Royal Society nod for Ngāti Kahu academic

5:42 pm on 11 November 2015

Professor Margaret Mutu of Ngāti Kahu descent has been awarded the Pou Aronui Award by the Royal Society of New Zealand for her sustained contribution to indigenous rights and scholarship.

Margaret Mutu

Margaret Mutu Photo: Supplied

Prof Mutu said it came as a huge surprise to her.

"The field I work in is indigenous human rights, which have been violated badly not only in this country but in several countries around the world," she said.

"It's about the denial of rights, for example, my father not being able to speak his own language and the huge amounts of thefts of our lands, our resources and the refusal to recognise our sovereignty."

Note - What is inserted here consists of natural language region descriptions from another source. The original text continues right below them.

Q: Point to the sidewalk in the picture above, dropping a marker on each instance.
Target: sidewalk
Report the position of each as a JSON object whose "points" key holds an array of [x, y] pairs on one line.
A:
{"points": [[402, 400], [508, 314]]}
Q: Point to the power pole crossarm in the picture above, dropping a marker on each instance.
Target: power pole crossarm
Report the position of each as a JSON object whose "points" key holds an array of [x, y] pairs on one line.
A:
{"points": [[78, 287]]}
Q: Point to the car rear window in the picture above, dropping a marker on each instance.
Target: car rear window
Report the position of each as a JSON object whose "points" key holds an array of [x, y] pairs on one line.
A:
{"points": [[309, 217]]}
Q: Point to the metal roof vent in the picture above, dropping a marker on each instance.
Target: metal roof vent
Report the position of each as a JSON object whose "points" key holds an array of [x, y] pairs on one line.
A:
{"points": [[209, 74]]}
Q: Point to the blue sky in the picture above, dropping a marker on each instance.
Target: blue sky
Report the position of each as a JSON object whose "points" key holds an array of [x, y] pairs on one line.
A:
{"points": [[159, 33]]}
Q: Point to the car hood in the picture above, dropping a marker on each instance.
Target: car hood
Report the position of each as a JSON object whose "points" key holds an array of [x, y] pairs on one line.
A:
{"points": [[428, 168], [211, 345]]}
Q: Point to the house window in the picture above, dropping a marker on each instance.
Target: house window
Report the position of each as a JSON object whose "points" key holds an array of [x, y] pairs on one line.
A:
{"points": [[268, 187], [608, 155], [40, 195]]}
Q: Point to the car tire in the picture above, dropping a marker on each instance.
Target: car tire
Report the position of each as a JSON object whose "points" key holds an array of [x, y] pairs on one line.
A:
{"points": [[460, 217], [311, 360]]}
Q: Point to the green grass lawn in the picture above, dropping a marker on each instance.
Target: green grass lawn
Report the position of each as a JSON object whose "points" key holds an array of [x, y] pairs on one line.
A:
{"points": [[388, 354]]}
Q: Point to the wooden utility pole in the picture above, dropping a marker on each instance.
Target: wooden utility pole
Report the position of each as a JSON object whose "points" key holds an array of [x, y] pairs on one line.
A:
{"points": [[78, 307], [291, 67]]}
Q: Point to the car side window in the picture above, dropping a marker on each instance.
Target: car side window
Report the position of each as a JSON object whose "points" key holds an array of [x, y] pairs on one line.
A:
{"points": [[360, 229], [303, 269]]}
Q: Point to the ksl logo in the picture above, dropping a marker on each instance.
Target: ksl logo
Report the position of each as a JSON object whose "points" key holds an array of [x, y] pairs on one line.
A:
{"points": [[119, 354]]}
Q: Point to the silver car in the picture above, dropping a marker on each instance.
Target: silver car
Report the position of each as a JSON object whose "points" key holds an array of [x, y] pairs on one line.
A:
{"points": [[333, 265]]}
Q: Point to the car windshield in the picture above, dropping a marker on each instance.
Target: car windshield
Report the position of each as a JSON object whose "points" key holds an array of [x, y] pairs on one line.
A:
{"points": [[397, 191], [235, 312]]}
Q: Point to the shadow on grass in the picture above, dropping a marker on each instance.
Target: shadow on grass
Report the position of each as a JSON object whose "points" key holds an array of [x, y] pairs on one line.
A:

Prof Mutu credited her Scottish mother, who came to New Zealand at the end of World War II, for her career.

"When she married my Māori father she was deeply affected by the human rights abuses my father had to put up with and she was determined her children would not have to suffer that," she said.

"She gave us the energy and knowledge to be able to resist and she always said to us 'you will work to improve the situation of your people so they are not discriminated against and they are not treated wrongly', and my whole life's work has been that."

"My hope for the future is that Te Reo Māori will become a normal language for every person to speak.

"So we would be a truly bicultural or even a multicultural nation always remembering our roots are in the Māori world."

The award selection committee said Prof Mutu was esteemed nationally and internationally for her indigenous research and work on human rights over three decades.

She had tangibly enhanced their cultural and economic wellbeing through her work as a claimant, researcher, cultural expert, and negotiator for her own people, it said.

Prof Mutu is a Professor in Māori Studies at the University of Auckland and chairs two of her marae and Te Rūnanga-ā-iwi o Ngāti Kahu.